Just as Leopold Bloom wandered all over Dublin in a novel and I wandered all over Seattle in a dream, this column is wandering all over the map as well. But if you aren’t tired of following me around so far, I’ll take a few moments to remember Ray Charles. This is another famous person that I saw one single time. My brother brought me to see him perform at the Civic Auditorium in Bakersfield a million years ago. He was a unique talent and an artistic icon. A friend of ours, who was destined to die young, was addicted to his music, and repeatedly played the vinyl LP track “Born to Lose.” Ray Charles also had something of a movie career. He wrote songs for a couple of films, including 1999’s The Hurricane. He also contributed vocals to the soundtracks of films like In the Heat of the Night (the title song), Sleepless in Seattle, Eve’s Bayou and Divine Secrets of the Ya-Ya Sisterhood. He had an on-screen role, along with virtually every soul singer in existence at the time, in 1980’s The Blues Brothers. And, in the single funniest bit in the 1996 espionage movie spoof Spy Hard, the blind Charles played a bus driver, in what has to be the ultimate sight gag.

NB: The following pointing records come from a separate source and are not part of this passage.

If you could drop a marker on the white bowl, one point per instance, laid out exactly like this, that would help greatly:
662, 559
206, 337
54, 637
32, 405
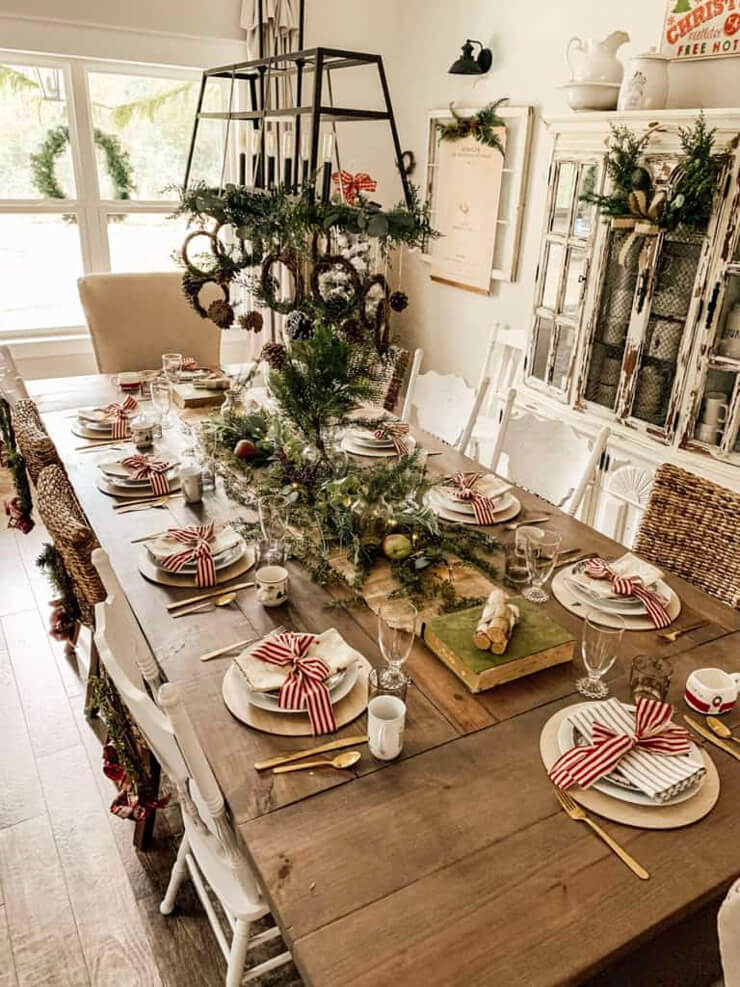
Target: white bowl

Since I am already all over the map, I will close by updating a column from last February. At that time, there were optimistic signs that two of my favorite TV series of all time might be making a return in one form or another. A pilot of a new version of Dark Shadows was being made for the WB, and Babylon 5 creator J. Michael Straczynski was teasing his fans with intimations of a new B5 project that might possibly be a feature film. On the Dark Shadows front, the pilot was not picked up for the fall season, but there is some faint hope that it could show up on another network or maybe as a mid-season replacement. On the B5 front, things are more promising. JMS has still not spilled the beans, but at least he has resurfaced in online newsgroups. Presumably, contracts are still waiting to be finalized and signed, and just recently he implied that the character of Dr. Stephen Franklin, played by the late Richard Biggs, would have to be written around, causing one more delay in the whole process. He did provide one new piece of concrete information. The previously announced initials of the project, B5:TMoS, stand for Babylon 5: The Memory of Shadows. The very sound of those words is enough to get any B5 fan’s pulse racing.

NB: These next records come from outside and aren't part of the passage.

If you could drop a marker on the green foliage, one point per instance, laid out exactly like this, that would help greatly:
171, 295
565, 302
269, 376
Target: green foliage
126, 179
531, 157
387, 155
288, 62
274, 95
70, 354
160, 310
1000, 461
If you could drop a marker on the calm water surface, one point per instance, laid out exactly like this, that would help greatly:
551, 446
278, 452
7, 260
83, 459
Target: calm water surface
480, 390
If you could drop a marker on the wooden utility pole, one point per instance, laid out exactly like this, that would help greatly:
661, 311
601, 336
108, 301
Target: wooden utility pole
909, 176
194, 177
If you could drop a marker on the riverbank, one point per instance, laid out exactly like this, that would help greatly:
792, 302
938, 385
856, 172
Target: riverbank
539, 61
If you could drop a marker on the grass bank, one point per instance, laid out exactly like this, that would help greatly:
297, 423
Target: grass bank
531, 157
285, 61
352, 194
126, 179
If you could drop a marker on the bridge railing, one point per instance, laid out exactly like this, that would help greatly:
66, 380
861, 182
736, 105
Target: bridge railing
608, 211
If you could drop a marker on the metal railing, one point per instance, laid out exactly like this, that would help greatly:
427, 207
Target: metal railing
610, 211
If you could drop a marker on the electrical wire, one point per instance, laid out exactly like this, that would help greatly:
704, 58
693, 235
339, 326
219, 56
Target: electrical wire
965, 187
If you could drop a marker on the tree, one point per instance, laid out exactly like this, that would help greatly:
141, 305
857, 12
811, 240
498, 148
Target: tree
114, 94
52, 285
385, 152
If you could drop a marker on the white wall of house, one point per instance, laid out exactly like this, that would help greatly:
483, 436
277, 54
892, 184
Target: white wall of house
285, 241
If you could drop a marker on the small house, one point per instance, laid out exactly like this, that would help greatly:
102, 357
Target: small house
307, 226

And now my ramble is finished. Can I continue to keep up these increasingly disjointed weekly musings? Can I bear waiting for new Dark Shadows and/or Babylon 5 literature? Will I ever get to another film festival? Will I ever get back to Seattle? I close with the words that James Joyce (the writer, not the university chum) put in the mouth of his character, Molly Bloom, on the last page of Ulysses: Yes I said yes I will Yes.